Reputation: 133
My dataframe has many columns containing categorical data. The categories in each of the columns are the same : ['A great deal' 'Not very much' 'None at all' 'Quite a lot' nan]
.
I am trying to draw one bar chart that will include all the columns, but I am struggling since the data is categorical. I tried using a loop to plot the bars successively for each columns, and then just shift the bars for the next columns a bit to the side, but since the x labels are strings and not numerical, I don't see how I can do that.

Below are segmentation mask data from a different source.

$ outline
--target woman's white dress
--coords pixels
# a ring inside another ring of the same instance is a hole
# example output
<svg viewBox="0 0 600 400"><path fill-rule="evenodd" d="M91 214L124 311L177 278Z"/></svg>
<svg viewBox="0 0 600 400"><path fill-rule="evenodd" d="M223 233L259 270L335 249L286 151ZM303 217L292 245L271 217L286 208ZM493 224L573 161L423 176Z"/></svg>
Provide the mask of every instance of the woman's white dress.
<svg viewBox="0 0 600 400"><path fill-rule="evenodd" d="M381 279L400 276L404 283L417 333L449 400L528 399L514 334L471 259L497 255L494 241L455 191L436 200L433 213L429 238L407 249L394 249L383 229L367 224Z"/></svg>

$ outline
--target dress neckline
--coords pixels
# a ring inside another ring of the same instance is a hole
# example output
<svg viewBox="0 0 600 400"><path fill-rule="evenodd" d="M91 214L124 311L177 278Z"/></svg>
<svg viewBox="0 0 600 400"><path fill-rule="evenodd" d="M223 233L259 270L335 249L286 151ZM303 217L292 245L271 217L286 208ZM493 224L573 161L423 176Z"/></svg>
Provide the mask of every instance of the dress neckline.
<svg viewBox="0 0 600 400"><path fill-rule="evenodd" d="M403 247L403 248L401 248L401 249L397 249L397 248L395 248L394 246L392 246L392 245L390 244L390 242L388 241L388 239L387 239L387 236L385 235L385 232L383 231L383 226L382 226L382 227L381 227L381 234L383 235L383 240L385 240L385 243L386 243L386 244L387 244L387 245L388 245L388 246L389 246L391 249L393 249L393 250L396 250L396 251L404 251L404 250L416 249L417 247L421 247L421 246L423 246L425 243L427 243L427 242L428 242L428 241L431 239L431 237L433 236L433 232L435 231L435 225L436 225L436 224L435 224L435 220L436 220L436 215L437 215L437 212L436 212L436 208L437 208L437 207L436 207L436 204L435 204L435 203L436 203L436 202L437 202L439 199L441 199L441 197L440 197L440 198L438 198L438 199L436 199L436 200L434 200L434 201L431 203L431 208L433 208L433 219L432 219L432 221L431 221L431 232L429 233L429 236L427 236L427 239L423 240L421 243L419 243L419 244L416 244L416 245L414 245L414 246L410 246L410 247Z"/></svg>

Here is a sample of the data I'm using :
{'Confidence: The Press': {0: 'A great deal',
1: 'Not very much',
2: 'None at all',
3: 'Not very much',
4: 'Not very much'},
'Confidence: Labor Unions': {0: 'A great deal',
1: 'None at all',
2: 'Not very much',
3: 'Not very much',
4: 'Quite a lot'},
'Confidence: The Police': {0: 'A great deal',
1: 'Not very much',
2: 'Quite a lot',
3: 'Not very much',
4: 'Quite a lot'},
'Confidence: Justice System/Courts': {0: 'A great deal',
1: 'Not very much',
2: 'Quite a lot',
3: 'Not very much',
4: 'Quite a lot'},
'Confidence: The Government': {0: 'A great deal',
1: 'None at all',
2: 'Not very much',
3: 'Not very much',
4: 'Quite a lot'}}
Upvotes: 2
Views: 1256
Reputation: 3670
Here is one way to plot the bar chart using pandas. I assume that you want to plot the counts of the strings for each column of your dataframe, in which case you first need to compute the counts. This can be done by first unpivoting the dataframe with .melt
and then computing a cross-tabulation with .crosstab
, assuming that each column contains the same categories. The following example uses the sample data
that you have shared and plots the counts with a horizontal bar chart to make the labels readable without any additional formatting:
import pandas as pd # v 1.1.3
df = pd.DataFrame(data)
dfmelted = df.melt()
dfmelted.head()
# variable value
# 0 Confidence: The Press A great deal
# 1 Confidence: The Press Not very much
# 2 Confidence: The Press None at all
# 3 Confidence: The Press Not very much
# 4 Confidence: The Press Not very much
ctab = pd.crosstab(index=dfmelted['variable'], columns=dfmelted['value'])
ctab
# value A great deal None at all Not very much Quite a lot
#
# variable
# Confidence: Justice System/Courts 1 0 2 2
# Confidence: Labor Unions 1 1 2 1
# Confidence: The Government 1 1 2 1
# Confidence: The Police 1 0 2 2
# Confidence: The Press 1 1 3 0
ctab.plot.barh(figsize=(6,8), xlabel='count');
Note that nan
values are ignored. If you want to include them in the plot, you need to convert them to strings.
Upvotes: 4